On est d’abord accueilli par deux saisissantes photos d’une artiste d’origine togolaise, mais née en Italie, Silvia Rossi qui s’intéresse aux identités de la diaspora africaine en Italie. Dans la série „Teacher don’t teach me nonsense“, elle porte un vêtement traditionnel togolais à la couleur rouge et aux motifs similaires à ceux que portaient ses parents et qui sont aussi utilisés dans le décor dans lequel l’artiste semble se fondre, manière intelligente de dénoncer le rôle auquel la religion notamment voulait l’assigner. Dans la salle attenante, Louisa Clement présente 55 portraits photographiques de têtes de mannequins exposées en vitrine. La forme, la position, la matière, la surface ou la couleur donnent à chacun d’entre eux une particularité. Cela rappelle l’esthétique des avatars, mais nous interroge également sur l’impossibilité de la représentation d’un corps type.

Marianna Simnett présente une expérience genrée dans la vidéo „The needle and the laryng“. À la manière d’hommes en quête d’une voix plus masculine, elle se fait injecter du Botox directement dans le muscle crico-thyroïdien. Au fil d’une vidéo ralentie de son opération, elle questionne les stéréotypes de corps et de genre que perpétuent de telles opérations. Il est aussi question d’identité portée par la voix explorée dans „By the thriat“, vidéo dans laquelle le duo Effi & Amir documente des cas de shiboboleth, un test qui permet d’identifier à la voix, l’origine d’une personne. Ce moyen de contrôle, connu depuis l’Antiquité, est encore utilisé à certaines frontières aujourd’hui.

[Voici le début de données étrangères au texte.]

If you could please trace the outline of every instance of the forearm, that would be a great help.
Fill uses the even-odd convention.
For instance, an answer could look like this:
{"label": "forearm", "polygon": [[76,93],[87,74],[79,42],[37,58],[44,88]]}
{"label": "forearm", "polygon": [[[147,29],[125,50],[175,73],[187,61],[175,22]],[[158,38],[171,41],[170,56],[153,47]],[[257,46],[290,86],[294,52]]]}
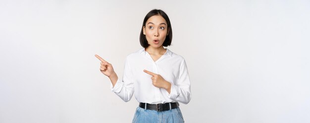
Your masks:
{"label": "forearm", "polygon": [[114,86],[115,85],[115,84],[116,84],[116,82],[117,82],[117,79],[118,79],[117,75],[115,72],[114,72],[109,76],[109,78],[111,81],[112,85],[113,85],[113,87],[114,87]]}
{"label": "forearm", "polygon": [[164,89],[167,91],[167,92],[170,94],[170,92],[171,91],[171,84],[168,81],[166,81],[166,86]]}

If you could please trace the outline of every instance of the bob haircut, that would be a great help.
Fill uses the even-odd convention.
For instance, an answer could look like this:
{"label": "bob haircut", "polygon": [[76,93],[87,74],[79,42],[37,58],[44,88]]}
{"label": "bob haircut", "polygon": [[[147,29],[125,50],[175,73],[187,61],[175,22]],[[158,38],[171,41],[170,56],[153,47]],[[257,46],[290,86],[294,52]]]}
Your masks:
{"label": "bob haircut", "polygon": [[142,29],[141,29],[141,32],[140,32],[140,44],[141,44],[141,46],[145,48],[148,47],[150,44],[148,43],[146,35],[143,34],[143,27],[145,27],[146,23],[149,18],[154,15],[157,15],[161,16],[161,17],[162,17],[165,20],[166,20],[167,25],[167,26],[168,27],[167,29],[169,31],[169,32],[168,32],[168,35],[166,36],[166,39],[165,39],[165,41],[163,42],[163,43],[162,43],[162,46],[167,47],[171,44],[171,41],[172,40],[172,29],[171,28],[171,24],[170,23],[170,20],[169,20],[168,15],[167,15],[164,12],[160,9],[153,9],[150,11],[144,18],[143,24],[142,25]]}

C’est l’identité de genre, par contre, que Philomène Hoel explore, en thématisant la construction de subjectivité et les conflits d’identité dans un dyptique baptisé „Niki“. 

L’artiste tchèque Dita Pepe explore les différentes vies qui auraient pu être les siennes si elle n’avait pas eu ce désir pour la photographie et la conviction qu’elle lui permettrait d’échapper au destin qui fut celui de ses parents. Et c’est à la profession de travailleuse du sexe qu’elle s’est intéressée, recherche restituée dans le décor d’une chambre de passe très réussie, aux murs de laquelle sont accrochés des portraits de l’artiste dans les différentes fonctions qu’elle aurait pu recouvrir. C’est en s’imaginant dans la vie des autres, en entrant dans leur peau par des montages photo, que Dita Pepe réfléchit à sa propre condition. C’est, de manière plus générale, l’exercice que la photographie offre à ses spectateurs.